2. Dr. Dre with Snoop Dogg, Daz Dillinger, Kurupt and Jewell, "Bitches Ain't @#*%," from the album "The Chronic," 1992. It was one thing for N.W.A. to hurl an F-bomb at the police on their 1990 album "Straight Outta Compton." It was another for Dre, Snoop and others to go mega-misogynistic with this track from Dre's debut album, which took gangsta rap across white picket fences and into the heart of everyday American culture -- the set peaked at No. 3 on Billboard's album chart and sold over three million copies.

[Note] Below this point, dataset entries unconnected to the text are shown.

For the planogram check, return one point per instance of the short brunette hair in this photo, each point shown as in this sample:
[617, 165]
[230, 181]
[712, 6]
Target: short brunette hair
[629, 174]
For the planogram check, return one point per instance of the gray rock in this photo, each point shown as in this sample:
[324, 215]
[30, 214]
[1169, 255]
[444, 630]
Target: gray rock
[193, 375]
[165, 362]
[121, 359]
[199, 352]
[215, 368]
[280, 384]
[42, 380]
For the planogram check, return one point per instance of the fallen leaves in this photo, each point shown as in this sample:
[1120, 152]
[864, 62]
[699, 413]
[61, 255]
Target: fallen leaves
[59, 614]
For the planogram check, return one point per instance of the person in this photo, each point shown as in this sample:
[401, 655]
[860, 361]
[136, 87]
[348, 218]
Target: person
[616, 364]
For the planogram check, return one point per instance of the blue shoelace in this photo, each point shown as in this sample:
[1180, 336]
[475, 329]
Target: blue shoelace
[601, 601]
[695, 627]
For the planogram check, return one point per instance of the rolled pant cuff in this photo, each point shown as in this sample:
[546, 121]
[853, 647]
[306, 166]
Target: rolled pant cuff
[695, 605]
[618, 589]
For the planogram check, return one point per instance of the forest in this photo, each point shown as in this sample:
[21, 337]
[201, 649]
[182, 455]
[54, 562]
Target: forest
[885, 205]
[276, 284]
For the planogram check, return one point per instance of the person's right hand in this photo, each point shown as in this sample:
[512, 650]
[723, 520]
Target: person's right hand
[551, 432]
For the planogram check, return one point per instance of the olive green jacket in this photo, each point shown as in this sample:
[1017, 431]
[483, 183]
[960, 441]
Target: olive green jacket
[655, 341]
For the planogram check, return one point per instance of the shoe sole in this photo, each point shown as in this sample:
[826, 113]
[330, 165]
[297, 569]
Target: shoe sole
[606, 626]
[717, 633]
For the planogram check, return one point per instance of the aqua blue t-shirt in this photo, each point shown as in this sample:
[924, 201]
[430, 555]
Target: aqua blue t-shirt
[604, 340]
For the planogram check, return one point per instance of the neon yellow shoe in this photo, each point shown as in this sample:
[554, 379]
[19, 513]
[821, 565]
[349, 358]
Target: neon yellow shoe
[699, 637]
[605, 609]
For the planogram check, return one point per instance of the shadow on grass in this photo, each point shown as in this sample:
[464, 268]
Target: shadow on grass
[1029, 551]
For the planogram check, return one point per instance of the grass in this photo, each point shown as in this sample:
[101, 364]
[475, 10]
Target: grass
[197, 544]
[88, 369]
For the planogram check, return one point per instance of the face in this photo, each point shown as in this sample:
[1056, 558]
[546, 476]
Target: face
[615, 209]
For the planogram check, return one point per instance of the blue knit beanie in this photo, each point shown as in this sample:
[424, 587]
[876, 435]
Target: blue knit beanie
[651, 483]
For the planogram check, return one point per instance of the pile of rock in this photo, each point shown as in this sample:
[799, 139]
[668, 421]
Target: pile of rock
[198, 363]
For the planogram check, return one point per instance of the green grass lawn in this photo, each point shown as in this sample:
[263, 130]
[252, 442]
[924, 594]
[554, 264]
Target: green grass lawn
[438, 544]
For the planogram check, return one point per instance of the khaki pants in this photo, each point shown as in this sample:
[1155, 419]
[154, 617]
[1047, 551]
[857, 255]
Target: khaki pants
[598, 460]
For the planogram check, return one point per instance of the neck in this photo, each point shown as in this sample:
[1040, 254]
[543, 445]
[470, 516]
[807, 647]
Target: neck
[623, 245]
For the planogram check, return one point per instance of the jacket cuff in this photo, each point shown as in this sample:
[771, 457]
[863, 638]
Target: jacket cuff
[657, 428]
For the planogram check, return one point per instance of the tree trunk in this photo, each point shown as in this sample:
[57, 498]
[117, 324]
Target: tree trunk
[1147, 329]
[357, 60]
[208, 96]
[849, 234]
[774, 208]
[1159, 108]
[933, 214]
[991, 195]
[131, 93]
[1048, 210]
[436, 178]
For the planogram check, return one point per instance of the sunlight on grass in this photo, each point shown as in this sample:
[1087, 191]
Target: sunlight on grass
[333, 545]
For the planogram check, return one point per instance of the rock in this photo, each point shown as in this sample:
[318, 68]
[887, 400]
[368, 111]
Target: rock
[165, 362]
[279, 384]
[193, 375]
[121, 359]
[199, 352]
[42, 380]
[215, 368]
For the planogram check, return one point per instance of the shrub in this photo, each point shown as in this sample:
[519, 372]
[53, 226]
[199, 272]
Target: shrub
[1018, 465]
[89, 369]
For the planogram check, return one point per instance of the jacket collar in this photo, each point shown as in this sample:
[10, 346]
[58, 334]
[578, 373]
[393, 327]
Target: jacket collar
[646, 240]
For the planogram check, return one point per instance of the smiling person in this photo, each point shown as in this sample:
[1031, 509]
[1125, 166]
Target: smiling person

1. Al Stewart, "Love Chronicles," title track from the Scottish-born pop-folkie's second album, released in 1969. This sprawling, autobiographical, 18-minute track detailed seemingly every encounter Stewart had experienced with a female, from kindergarten through adulthood. And the gentle-voiced, literary-minded Stewart also deployed a naughty word as he explored his memories of the ladies in his life.
Though pop music historians have variously cited several old blues recordings, Gene Vincent's "Be-Bop-A-Lula" (from 1956), or the numerous recordings of "Louie Louie" as the first record to drop the F-word, some consider Stewart the definitive holder of that crown.
Stewart's deployment (in its gerund form -- ask your English teacher) was all the more shocking because he used the term conversationally, without malice or anger, to contrast the mindless sex of his past with the love (or near-love) he had finally found.
The effect was like John Keats dropping the F-word into "Ode to a Nightingale" ... well, sorta.